OSHA establishes exposure limits for several hundred substances. Laboratory workers must not be exposed to substances in excess of the permissible exposure limits (PEL) specified in OSHA Subpart Z, Toxic and Hazardous Substances. PELs refer to airborne concentrations of substances averaged over an eight-hour day. Some substances also have "action levels" below the PEL requiring certain actions such as medical surveillance or routine air sampling.
The MSDS for a particular substance indicates whether any of the chemicals are regulated through OSHA and, if so, the permissible exposure limit(s) for the regulated chemical(s). This information is also available in the OSHA Table Z list of regulated chemicals.
Exposure monitoring must be conducted if there is reason to believe that exposure levels for a particular substance may routinely exceed either the action level or the PEL. EHS and the principal investigator or supervisor may use professional judgment, based on the information available about the hazards of the substance and the available control measures, to determine whether exposure monitoring must be conducted.

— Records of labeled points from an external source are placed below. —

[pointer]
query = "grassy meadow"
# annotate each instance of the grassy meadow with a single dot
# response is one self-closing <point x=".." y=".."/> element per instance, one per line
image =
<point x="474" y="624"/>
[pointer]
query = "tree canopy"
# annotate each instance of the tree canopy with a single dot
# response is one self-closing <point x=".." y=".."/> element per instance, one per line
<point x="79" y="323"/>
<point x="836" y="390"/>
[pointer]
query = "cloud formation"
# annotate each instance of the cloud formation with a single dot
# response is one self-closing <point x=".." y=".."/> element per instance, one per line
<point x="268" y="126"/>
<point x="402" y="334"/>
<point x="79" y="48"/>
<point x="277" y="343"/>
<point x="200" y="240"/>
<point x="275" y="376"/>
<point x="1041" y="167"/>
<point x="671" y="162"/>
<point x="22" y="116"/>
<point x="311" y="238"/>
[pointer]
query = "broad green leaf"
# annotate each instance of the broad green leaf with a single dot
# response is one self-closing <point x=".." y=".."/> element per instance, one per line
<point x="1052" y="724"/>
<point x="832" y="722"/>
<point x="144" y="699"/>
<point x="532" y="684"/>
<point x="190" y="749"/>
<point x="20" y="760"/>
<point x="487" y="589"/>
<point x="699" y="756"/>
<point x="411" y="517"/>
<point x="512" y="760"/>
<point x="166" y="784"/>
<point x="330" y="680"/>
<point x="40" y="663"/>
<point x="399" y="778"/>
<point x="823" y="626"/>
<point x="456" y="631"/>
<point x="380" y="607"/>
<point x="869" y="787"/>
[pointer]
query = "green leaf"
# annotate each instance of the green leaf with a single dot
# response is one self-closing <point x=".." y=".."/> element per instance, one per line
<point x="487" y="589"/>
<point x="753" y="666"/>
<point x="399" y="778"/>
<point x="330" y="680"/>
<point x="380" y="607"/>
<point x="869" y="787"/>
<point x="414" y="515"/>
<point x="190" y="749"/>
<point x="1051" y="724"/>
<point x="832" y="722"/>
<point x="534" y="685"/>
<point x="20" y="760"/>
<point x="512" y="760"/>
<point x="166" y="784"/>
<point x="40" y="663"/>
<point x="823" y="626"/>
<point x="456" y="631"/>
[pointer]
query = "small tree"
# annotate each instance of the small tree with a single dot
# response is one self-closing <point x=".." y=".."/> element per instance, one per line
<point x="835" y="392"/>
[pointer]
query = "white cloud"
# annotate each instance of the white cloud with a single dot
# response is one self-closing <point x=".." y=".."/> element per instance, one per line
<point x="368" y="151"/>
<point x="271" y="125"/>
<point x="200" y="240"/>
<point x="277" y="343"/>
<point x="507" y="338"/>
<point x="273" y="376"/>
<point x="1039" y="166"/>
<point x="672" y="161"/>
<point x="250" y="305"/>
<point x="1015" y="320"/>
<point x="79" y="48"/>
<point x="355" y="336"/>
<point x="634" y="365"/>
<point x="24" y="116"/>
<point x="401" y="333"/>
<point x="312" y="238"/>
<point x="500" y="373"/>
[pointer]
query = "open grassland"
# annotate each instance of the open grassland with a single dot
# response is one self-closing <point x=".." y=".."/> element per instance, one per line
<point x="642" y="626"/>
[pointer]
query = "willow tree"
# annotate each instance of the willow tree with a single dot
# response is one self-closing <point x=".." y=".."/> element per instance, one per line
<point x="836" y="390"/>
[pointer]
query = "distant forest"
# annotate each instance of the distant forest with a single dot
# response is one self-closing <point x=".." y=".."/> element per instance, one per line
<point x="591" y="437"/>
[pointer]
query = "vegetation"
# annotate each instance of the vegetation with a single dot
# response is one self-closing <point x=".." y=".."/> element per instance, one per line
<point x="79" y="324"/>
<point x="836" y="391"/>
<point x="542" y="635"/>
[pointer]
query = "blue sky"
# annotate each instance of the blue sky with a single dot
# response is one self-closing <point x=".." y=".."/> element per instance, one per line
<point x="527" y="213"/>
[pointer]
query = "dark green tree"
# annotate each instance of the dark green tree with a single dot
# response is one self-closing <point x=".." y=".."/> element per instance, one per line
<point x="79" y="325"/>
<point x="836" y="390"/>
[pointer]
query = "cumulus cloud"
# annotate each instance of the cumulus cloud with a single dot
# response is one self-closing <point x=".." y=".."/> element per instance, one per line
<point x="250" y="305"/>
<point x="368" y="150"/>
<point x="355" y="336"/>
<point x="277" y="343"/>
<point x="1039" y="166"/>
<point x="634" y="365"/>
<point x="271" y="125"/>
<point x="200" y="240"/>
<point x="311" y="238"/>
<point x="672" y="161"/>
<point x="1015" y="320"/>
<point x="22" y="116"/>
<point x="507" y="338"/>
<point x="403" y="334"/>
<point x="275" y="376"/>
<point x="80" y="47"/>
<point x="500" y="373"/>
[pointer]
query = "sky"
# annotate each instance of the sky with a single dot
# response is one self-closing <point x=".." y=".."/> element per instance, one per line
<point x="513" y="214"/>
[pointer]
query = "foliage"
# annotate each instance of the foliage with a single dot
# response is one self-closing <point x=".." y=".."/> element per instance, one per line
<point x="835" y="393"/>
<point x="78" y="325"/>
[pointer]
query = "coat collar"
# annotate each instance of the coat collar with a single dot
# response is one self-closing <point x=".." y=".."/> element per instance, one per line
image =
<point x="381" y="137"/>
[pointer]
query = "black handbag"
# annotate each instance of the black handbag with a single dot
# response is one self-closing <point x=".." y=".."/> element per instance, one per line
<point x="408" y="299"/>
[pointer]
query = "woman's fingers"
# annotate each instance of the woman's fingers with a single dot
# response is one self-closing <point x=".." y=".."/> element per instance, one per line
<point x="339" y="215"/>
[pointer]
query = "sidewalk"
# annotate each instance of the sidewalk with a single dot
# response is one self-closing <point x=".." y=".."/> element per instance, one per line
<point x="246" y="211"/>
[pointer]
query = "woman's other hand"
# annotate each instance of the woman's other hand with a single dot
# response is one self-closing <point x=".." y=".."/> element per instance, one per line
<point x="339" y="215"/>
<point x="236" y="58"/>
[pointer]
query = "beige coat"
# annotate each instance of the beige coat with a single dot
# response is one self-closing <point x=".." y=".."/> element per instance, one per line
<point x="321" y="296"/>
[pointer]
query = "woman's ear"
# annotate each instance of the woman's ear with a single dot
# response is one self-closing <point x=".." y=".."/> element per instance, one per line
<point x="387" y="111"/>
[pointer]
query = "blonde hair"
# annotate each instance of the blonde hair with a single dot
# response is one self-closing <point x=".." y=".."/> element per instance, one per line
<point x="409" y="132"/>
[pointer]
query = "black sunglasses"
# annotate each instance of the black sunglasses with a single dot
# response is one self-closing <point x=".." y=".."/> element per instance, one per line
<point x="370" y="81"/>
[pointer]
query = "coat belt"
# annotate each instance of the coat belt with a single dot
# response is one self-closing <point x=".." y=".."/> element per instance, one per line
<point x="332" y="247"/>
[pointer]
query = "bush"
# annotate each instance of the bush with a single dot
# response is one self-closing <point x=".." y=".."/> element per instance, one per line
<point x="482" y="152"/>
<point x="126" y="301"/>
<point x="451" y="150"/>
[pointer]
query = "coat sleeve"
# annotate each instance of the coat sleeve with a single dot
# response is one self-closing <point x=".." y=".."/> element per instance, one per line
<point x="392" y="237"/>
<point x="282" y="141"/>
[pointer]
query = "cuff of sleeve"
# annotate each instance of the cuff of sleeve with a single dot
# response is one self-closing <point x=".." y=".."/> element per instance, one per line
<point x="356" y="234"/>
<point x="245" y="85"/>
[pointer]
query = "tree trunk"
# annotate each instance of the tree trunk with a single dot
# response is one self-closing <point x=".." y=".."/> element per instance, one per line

When necessary, exposure monitoring is conducted by EHS according to established industrial hygiene practices. Results of the monitoring are made available to the individual monitored, his or her supervisor, and the departmental Chemical Hygiene Officer within 15 working days of the receipt of analytical results.
Based on the monitoring results, periodic air sampling may be scheduled at the discretion of EHS, in accordance with applicable federal, state and local regulations.
EHS maintains records of all exposure monitoring results. Departmental Chemical Hygiene Officers should keep records of monitoring conducted for their department operations.